Au lieu d'adopter nettement l'une ou l'autre de ces résolutions, le pouvoir n'en prit aucune. On laissa aller d'abord les légitimistes, puis les anarchistes. On ne prévint pas les causes de trouble; on ne protégea pas les droits de la liberté. Les partis seuls furent acteurs; le gouvernement resta spectateur.
Nulle contagion ne se propage aussi rapidement que celle de l'anarchie: dans les huit jours qui suivirent le sac de Saint-Germain l'Auxerrois et de l'archevêché de Paris, à Lille, à Dijon, à Perpignan, à Arles, à Nîmes, à Angoulême, des scènes semblables éclatèrent, avec ce même mélange de haines politiques et de passions impies. C'était ici la statue du duc de Berry renversée et mise en pièces par la foule; là, le buste de Louis XVIII tiré du magasin où on l'avait enfoui, et traîné avec insulte dans les rues; ailleurs, le séminaire pillé et incendié; ailleurs encore l'évêque se croyant obligé d'accorder, à des groupes tumultueux, la révocation d'un desservant. Au sein même des grandes villes, parmi les autorités municipales chargées de réprimer le désordre, il s'en trouvait d'assez livrées aux passions démagogiques pour écrire au ministre de l'intérieur: «A peine établi, le Gouvernement qui devait tout au peuple a semblé renier son origine. La retraite de La Fayette et de Dupont de l'Eure a confirmé ce que n'apprenaient que trop la loi sur la garde nationale et le refus constant de la loi électorale. En s'appuyant sur une Chambre sans pouvoirs et objet de l'animadversion générale, le gouvernement devait faire rejaillir sur lui la haine et le mépris dont cette Chambre est entourée.»

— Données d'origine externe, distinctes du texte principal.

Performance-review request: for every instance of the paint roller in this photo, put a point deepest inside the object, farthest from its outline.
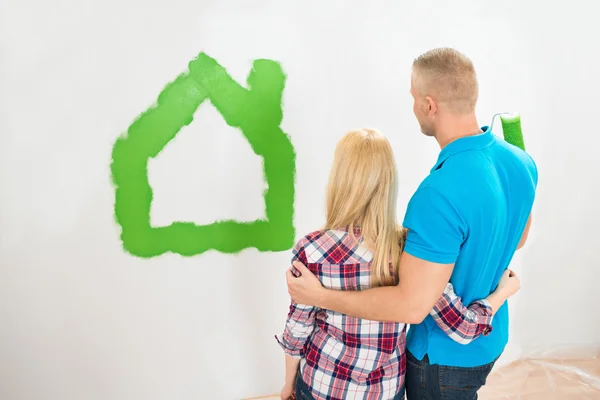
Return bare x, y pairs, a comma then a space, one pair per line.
511, 127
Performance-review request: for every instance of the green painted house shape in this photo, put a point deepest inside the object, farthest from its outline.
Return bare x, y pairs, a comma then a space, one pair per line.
257, 112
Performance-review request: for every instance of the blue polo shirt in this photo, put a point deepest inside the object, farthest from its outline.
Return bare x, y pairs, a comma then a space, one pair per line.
471, 211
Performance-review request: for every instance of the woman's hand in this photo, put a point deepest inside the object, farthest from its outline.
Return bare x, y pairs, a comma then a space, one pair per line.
303, 286
509, 284
287, 393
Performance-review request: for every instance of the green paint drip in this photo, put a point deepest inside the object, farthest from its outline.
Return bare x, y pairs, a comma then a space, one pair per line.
511, 126
257, 112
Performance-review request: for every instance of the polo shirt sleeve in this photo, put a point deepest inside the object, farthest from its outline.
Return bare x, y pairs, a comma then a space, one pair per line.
436, 229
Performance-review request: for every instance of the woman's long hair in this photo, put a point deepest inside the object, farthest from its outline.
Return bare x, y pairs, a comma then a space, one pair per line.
362, 192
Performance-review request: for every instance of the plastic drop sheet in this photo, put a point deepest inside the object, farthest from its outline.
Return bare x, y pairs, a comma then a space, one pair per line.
559, 374
572, 374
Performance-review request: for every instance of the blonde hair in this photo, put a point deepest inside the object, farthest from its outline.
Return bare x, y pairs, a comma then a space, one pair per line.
449, 77
362, 192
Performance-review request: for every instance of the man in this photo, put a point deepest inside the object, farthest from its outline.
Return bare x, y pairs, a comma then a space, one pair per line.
465, 222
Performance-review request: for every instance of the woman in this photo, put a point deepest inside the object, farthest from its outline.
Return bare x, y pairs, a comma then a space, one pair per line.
334, 356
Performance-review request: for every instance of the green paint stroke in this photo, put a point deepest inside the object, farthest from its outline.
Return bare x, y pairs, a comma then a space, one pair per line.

Au milieu de ces emportements anarchiques, et malgré les efforts du Roi et de ses plus affidés conseillers pour en arrêter le cours, le gouvernement en ressentait lui-même la contagion; sa propre attitude, son propre langage portaient quelque empreinte des mauvaises traditions et des dangereuses tendances qu'il combattait, et la physionomie du pouvoir était quelquefois révolutionnaire quand, au fond, il était aux prises avec les fauteurs de révolutions. Deux jours après le sac de Saint-Germain-l'Auxerrois, un acte officiel mit ce mal en évidence: dans un de ses accès de déférence envers les passions démagogiques, M. Laffitte vint demander au Roi de changer les armes de France et d'en bannir les fleurs de lis, ces armes de sa maison. Le Roi céda, ne se jugeant pas en état de résister. Dans ces commencements de son règne et sous l'empire des souvenirs de sa jeunesse, c'était la disposition du Roi Louis-Philippe de croire l'esprit révolutionnaire plus fort qu'il ne l'était réellement, et de se croire à lui-même, pour une telle lutte, moins de force qu'il n'en possédait. Il avait de plus, dans les crises imprévues, des impressions très-vives qui pouvaient lui faire prendre des résolutions soudaines, fort au delà de la nécessité. Plus tard, je me suis permis plus d'une fois de lui dire: «Que le Roi ne se fie jamais à sa première impression; soit en espérance, soit en alarme, elle est presque toujours excessive; pour voir les choses exactement comme elles sont et ne leur accorder que ce qui leur est dû, l'esprit du Roi a besoin d'y regarder deux fois.» Je crois que, dans cette triste circonstance, il se trompa, et qu'à cette tyrannique prétention de l'esprit révolutionnaire il eût pu dire non, avec quelque péril sans doute, mais sans péril suprême. Ce fut, au moment même, le sentiment de beaucoup d'hommes de bien et de sens, amis sincères du Roi, et le 19 février, à la tribune de la Chambre des députés, M. de Kératry se fit honneur en l'exprimant hautement.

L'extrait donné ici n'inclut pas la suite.